In the 2015 issue of the Journal of Roman Archaeology, I published a study of the much neglected Plague of Cyprian, a pandemic caused by an unknown disease that raged in the Roman Empire in the AD 250s and 260s. (The Atlantic had some great coverage of my article here, and I just published a broader piece about infectious disease and Roman history in the new issue of Daedalus). In the study, I claimed to have gathered all the ancient evidence. Oops. All such claims are provisional, and I’m happy to report the discovery of an important new eye-witness, hiding in the pseudepigrapha of Cyprian, in a Latin text known as the “De Laude Martyrii”: In Praise of Martyrdom. The text is a sermon delivered by a Christian in Roman Carthage. The text in general supports my hypothesis that the Plague of Cyprian was a devastating event. Here are the relevant passages in my translation of the forthcoming critical text of Laetitia Ciccolini:
Or do we not see the rites of death every day? Are we not witnessing strange forms of dying? Do we not behold disasters from some previously unknown kind of plague brought on by furious and prolonged diseases? And the massacre of wasted cities? Whence we can recognize what great dignity there is in martyrdom, to whose glory even the pestilence is beginning to compel us.

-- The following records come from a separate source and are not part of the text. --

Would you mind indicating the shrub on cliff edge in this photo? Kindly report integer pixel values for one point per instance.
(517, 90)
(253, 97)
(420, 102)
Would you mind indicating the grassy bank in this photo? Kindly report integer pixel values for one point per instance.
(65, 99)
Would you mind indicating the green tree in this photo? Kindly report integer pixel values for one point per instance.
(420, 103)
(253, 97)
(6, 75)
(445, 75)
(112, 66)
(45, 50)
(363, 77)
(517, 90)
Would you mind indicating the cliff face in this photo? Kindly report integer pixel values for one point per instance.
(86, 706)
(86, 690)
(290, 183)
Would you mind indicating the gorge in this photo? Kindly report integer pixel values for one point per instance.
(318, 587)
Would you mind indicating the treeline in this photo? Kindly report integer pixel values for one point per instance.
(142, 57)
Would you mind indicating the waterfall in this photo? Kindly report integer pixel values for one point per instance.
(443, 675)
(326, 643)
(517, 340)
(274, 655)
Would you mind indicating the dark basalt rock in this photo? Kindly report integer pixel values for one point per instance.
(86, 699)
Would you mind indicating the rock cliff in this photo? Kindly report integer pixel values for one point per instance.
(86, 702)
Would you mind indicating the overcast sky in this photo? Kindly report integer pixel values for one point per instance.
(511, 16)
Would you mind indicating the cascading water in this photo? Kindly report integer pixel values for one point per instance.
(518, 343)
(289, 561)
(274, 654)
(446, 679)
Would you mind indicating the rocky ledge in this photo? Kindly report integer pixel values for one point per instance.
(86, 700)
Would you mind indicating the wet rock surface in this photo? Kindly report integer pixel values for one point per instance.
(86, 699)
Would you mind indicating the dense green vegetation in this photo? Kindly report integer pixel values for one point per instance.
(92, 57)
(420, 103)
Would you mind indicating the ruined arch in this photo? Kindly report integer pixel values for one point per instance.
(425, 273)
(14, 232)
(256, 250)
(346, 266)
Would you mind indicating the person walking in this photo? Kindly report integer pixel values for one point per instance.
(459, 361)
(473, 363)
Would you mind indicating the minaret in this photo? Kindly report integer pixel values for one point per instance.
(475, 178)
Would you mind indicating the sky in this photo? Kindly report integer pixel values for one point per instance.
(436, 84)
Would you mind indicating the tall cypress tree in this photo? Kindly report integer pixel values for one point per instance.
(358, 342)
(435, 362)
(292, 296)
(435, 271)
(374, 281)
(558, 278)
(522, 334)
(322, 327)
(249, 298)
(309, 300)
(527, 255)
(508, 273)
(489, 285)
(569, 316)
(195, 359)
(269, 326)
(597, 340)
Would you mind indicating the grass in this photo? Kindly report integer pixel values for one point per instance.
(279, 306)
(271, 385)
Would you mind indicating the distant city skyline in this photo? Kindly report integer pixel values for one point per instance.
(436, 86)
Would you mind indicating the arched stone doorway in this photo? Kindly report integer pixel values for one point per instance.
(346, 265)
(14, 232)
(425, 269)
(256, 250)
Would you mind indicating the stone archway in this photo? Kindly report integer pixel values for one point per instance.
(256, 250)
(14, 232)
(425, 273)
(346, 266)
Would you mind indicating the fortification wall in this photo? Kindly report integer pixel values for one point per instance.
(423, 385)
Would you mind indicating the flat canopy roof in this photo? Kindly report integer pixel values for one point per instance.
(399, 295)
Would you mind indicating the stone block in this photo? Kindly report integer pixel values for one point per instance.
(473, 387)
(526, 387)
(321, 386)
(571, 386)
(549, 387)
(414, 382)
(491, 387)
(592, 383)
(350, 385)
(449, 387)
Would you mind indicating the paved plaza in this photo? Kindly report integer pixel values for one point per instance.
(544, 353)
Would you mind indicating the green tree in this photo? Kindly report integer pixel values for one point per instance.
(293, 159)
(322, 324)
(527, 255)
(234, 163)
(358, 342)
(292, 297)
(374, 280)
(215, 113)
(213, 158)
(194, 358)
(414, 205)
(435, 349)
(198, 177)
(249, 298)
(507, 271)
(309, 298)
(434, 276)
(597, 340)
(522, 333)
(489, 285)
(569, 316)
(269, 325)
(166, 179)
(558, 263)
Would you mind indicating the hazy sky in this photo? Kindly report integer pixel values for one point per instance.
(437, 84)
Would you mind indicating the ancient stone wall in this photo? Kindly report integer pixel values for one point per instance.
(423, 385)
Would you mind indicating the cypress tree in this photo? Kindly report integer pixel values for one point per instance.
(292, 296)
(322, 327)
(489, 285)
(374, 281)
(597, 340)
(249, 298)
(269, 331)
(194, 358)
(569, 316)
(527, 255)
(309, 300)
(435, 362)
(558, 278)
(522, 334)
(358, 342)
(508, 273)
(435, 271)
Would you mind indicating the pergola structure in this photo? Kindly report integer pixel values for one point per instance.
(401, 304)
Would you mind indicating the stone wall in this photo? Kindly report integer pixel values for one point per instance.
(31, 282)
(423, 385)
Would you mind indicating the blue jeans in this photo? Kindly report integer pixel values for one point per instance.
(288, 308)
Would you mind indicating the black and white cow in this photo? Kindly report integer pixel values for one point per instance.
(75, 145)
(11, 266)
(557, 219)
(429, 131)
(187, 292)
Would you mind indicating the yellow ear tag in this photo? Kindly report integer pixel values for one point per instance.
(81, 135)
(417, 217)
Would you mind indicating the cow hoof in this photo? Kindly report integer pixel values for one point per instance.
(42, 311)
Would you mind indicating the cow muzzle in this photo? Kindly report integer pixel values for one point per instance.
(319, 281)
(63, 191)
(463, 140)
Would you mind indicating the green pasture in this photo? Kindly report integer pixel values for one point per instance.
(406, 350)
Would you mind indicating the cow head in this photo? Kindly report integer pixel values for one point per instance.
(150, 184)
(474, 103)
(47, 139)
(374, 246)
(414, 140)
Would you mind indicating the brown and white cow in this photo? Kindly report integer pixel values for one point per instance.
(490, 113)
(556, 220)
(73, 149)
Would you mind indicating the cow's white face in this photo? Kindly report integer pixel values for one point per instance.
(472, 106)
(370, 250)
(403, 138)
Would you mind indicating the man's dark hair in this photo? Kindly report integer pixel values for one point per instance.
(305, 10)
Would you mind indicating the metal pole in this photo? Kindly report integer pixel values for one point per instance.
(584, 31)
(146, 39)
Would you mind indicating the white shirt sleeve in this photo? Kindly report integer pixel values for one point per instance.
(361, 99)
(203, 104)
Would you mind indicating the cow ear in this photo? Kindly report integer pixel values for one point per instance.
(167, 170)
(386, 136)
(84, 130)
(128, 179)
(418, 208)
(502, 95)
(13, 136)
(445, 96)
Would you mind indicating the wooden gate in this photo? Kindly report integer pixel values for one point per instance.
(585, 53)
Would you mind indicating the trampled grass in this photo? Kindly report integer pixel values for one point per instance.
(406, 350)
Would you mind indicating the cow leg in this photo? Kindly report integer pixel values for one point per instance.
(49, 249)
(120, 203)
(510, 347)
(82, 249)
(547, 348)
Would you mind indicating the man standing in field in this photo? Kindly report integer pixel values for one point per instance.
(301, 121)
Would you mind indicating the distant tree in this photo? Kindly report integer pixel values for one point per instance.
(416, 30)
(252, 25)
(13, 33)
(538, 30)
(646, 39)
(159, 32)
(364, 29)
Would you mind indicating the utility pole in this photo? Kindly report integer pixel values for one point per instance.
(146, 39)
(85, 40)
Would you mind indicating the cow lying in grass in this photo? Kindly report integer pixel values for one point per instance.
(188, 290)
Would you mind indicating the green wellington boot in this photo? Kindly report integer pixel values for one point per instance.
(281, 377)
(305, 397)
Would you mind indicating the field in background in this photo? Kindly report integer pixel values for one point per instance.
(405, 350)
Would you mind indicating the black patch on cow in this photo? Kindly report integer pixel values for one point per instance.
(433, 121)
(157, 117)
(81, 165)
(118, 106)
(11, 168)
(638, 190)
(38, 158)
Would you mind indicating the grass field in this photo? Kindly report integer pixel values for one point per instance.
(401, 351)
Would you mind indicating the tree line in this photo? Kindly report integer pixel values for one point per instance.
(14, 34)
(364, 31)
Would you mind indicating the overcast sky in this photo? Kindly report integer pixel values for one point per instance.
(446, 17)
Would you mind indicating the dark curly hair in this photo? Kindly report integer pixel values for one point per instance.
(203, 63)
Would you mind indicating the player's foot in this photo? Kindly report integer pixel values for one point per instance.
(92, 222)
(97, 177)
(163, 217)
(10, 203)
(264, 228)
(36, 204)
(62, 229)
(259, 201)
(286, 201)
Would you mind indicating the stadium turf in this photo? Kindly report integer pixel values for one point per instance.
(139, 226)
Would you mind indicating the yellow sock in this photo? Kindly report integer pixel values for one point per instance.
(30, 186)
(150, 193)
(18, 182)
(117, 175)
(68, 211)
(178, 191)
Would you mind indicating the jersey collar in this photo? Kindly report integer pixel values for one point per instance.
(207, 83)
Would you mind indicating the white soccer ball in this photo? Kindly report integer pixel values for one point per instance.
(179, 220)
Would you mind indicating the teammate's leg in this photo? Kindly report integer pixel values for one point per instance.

And so that we may pass over all the rest, let us recall how great a glory it is to come to Christ without stain, to be a colleague in his passion, to reign in all eternity with the Lord, to be absent from the looming destruction of this age, and not to share the common fate of others amidst the bloody destruction of ravaging diseases.
An addendum to my previous study will appear in the next issue of the Journal of Roman Archaeology. In the meantime, here is the draft: Cyprian additional witness.

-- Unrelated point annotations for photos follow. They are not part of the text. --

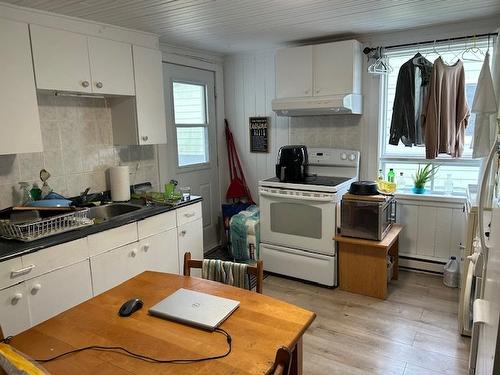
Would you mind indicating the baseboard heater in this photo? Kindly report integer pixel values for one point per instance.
(419, 264)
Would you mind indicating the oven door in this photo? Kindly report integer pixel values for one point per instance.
(298, 219)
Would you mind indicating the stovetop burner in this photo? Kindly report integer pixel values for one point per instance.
(316, 180)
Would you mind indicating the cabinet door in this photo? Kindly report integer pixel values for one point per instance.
(159, 252)
(59, 290)
(114, 267)
(337, 68)
(14, 311)
(151, 124)
(61, 59)
(294, 72)
(111, 67)
(19, 121)
(190, 239)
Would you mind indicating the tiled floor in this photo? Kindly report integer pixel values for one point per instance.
(413, 332)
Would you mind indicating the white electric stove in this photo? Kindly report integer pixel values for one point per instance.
(299, 220)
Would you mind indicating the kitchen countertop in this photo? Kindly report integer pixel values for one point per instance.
(12, 248)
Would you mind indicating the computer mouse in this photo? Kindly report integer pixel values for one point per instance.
(131, 306)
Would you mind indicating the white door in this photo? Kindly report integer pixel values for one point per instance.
(61, 59)
(111, 67)
(159, 252)
(14, 311)
(191, 157)
(59, 290)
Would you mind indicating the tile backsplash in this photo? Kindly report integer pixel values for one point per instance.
(78, 150)
(339, 131)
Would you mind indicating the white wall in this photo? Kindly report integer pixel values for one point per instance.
(250, 87)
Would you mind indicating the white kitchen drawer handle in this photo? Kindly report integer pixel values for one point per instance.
(36, 288)
(15, 298)
(22, 271)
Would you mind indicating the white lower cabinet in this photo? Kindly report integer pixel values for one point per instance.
(14, 311)
(159, 252)
(59, 290)
(114, 267)
(190, 240)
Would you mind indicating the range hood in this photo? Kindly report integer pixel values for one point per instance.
(319, 105)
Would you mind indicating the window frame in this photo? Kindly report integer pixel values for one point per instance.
(386, 157)
(195, 166)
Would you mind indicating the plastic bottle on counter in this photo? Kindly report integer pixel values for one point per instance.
(451, 273)
(391, 175)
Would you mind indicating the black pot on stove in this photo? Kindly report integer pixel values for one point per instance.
(291, 164)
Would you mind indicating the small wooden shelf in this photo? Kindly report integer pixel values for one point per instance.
(363, 263)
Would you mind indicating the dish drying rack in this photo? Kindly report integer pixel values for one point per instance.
(42, 228)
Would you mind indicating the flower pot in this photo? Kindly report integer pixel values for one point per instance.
(418, 190)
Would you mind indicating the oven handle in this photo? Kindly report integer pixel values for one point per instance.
(314, 199)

The new testimony – in a sermon about martyrdom – tightens the connection between the Plague of Cyprian and the so-called Persecution of Decius, a notorious and novel empire-wide order to sacrifice to the pagan gods, which resulted in a dragnet that caught up many Christians who refused. Sacrificial rites were a common response to pestilence in the ancient Mediterranean world, and I draw out the possible connections between the terrifying empire-wide disease event and the empire-wide order to sacrifice.
“In Praise of Martyrdom” also emphasizes the strangeness of the disease. The text is highly rhetorical, but it does support the possibility that the pathology of this disease appeared unusual to ancient eyes.
I hope others find even more testimony to this important plague that, at least in part, triggered the “crisis of the third century.”